Big Red was a 1983 Ford Econoline, painted bright red but with a tan interior. Dad had wired a pair of mysterious plastic toggle switches into the dash beside the radio, the purpose of which was clear to him – and only him. The van had two bucket seats up front, a wooden cupholder installed on the dash, and two full rows of bench seats accessible from the giant sliding door. Behind the rear bench seat was enough space for a couple kids to stretch out and sleep on the floor, nestled between Dad's toolboxes. With one of the bench seats removed, you could haul a stack of plywood sheets and some cinderblocks in back, with room for four kids to sit on the remaining bench seat with Cokes in one hand and a pack of sandwich crackers in the other. When you're around for two days every week and the house is twelve miles from town, you have to make every trip count.
It took a sizable heart to move those five thousand pounds of steel. A six-liter carbureted engine ("I can't work on a car with a damn computer in it," Dad would complain) turned the wheels through a three-speed automatic transmission. Deep and thrumming with a smoothly growling cadence that rose pitch lazily with the incline of the road, you'd feel the motor in your chest as much as hear it. Saturday mornings we'd jump out of our beds, yelling for Dad as we ran to the master bedroom.

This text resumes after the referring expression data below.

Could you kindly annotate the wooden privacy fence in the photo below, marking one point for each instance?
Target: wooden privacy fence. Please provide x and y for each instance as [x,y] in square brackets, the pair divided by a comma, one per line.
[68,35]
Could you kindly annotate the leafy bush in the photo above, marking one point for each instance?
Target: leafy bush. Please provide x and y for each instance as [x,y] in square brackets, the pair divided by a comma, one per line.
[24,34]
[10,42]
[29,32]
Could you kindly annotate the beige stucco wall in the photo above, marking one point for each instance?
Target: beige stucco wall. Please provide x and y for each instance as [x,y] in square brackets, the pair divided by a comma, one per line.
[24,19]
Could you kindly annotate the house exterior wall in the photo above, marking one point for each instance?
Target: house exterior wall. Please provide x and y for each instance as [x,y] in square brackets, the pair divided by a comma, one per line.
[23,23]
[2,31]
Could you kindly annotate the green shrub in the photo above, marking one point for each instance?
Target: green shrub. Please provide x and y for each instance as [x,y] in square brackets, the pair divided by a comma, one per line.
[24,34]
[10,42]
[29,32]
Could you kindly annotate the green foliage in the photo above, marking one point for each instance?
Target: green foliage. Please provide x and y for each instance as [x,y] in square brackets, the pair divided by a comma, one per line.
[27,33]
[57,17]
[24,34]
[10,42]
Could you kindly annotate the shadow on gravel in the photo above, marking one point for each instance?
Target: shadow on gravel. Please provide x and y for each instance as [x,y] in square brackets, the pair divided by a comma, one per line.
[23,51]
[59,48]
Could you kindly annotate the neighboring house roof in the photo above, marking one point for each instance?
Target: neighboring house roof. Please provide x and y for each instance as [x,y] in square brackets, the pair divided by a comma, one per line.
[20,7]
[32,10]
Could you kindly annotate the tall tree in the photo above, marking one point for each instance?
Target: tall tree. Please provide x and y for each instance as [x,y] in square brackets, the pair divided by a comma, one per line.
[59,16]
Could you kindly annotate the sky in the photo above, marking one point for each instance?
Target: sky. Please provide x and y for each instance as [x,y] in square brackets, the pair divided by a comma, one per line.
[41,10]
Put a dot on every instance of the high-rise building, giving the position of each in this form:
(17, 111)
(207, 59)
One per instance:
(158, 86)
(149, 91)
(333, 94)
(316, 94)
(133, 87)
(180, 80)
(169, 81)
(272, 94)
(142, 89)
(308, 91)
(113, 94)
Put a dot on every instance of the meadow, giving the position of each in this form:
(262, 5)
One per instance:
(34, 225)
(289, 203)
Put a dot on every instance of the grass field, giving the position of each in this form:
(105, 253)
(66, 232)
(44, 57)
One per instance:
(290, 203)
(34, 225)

Usually he'd already be awake sipping coffee with Mom, and us kids would clamber all over each other to be first to tell Dad about the events of the week while pilfering the Little Debbie cakes from his suitcase.
We'd try not to ask right away, but Dad knew what we wanted: a ride to Lexington in the Big Red Van, to spend allowance and maybe get breakfast in town if the stars aligned. Whatever the errand, we took the van whenever possible. With gas around a buck fifteen per gallon, who cared about the five extra emm-pee-gees the station wagon got? Like safety, nobody had thought to check on the environment or climate change yet. We'd throw the week's laundry in the back and drive out to the laundromat, usually one in Lexington, or later on the nice new place that opened on the hill overlooking Interstate 81 in Fairfield. Afterward we'd cruise through the backroads to Goshen, the steamy scent of fresh laundry mingling with petrochemical smells from Big Red and Dad's heavy mechanic's blanket folded in the space between the toolbox and the wheel-well. We'd grab a soda and a pack of crackers and eat them parked overlooking the Maury river, the van's big sliding door open, our butts on the step and our legs dangling above the asphalt.
Man, there might never have been a better vehicle. Try and have a childhood like that in a RAV4. Of course, not being glued to our phones for every minute of our drive was a help.